Dengan berbagai jenis seni tersebut, “Hikayat Demak” mencoba menceritakan tentang kejayaan Kerajaan Demak. Mulai dari runtuhnya Majapahit, pelabuhan Demak yang menjadi tempat berkumpulnya banyak budaya, berdirinya Kerajaan Demak, Walisongo, puncak kejayaan, sampai cerita runtuhnya kejayaan tersebut.
Sayangnya, dalam acara yang dipersiapkan sedemikian rupa, salah satu penonton dari warga lokal, Balya Kanzul Ma’ali berkomentar tiap kali narator bercerita di setiap segmennya.

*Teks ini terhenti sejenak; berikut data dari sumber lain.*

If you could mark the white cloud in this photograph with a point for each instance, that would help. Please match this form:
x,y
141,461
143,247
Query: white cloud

”Apakah setiap narasinya ini diisi pakai AI?” celetuknya saat segmen Walisongo.
Bahkan pada salah satu segmen teater, ketika Patih Ronggo Toh Joyo bersama dengan dua punggawa kerajaan, ada momen ketika mereka berdua meminta dawuh dari Raden Patah. Tapi, dalam segmen tersebut, Raden Patah ternyata hadir dalam sebuah rekaman yang ditampilkan di layar latar belakang panggung. Ia hadir memberikan sejarah Demak dan wejangan kepada warga Demak dalam bentuk rekaman video yang telah di generate AI.
”Nggak pure AI. Ini itu bentuk saya yang mengendalikan AI. Bukan AI yang mengendalikan saya,” jelas Indrawan Yepe yang berperan sebagai Raden Patah.
Rehana Dzikrina selaku inisiator acara juga mengungkapkan hal yang sama, bahwa video yang ditampilkan tidak pure AI. Tapi AI itu dikolaborasi dengan teknik visual dari visual designer yang ada.
”Karena kami ingin menyampaikan visualnya juga, jadi kami gunakan AI untuk bahan-bahan yang tidak terdokumentasikan dulu. Jadi, kami harap audiens lebih mudah menangkap sejarah yang ada,” tutur Rehana.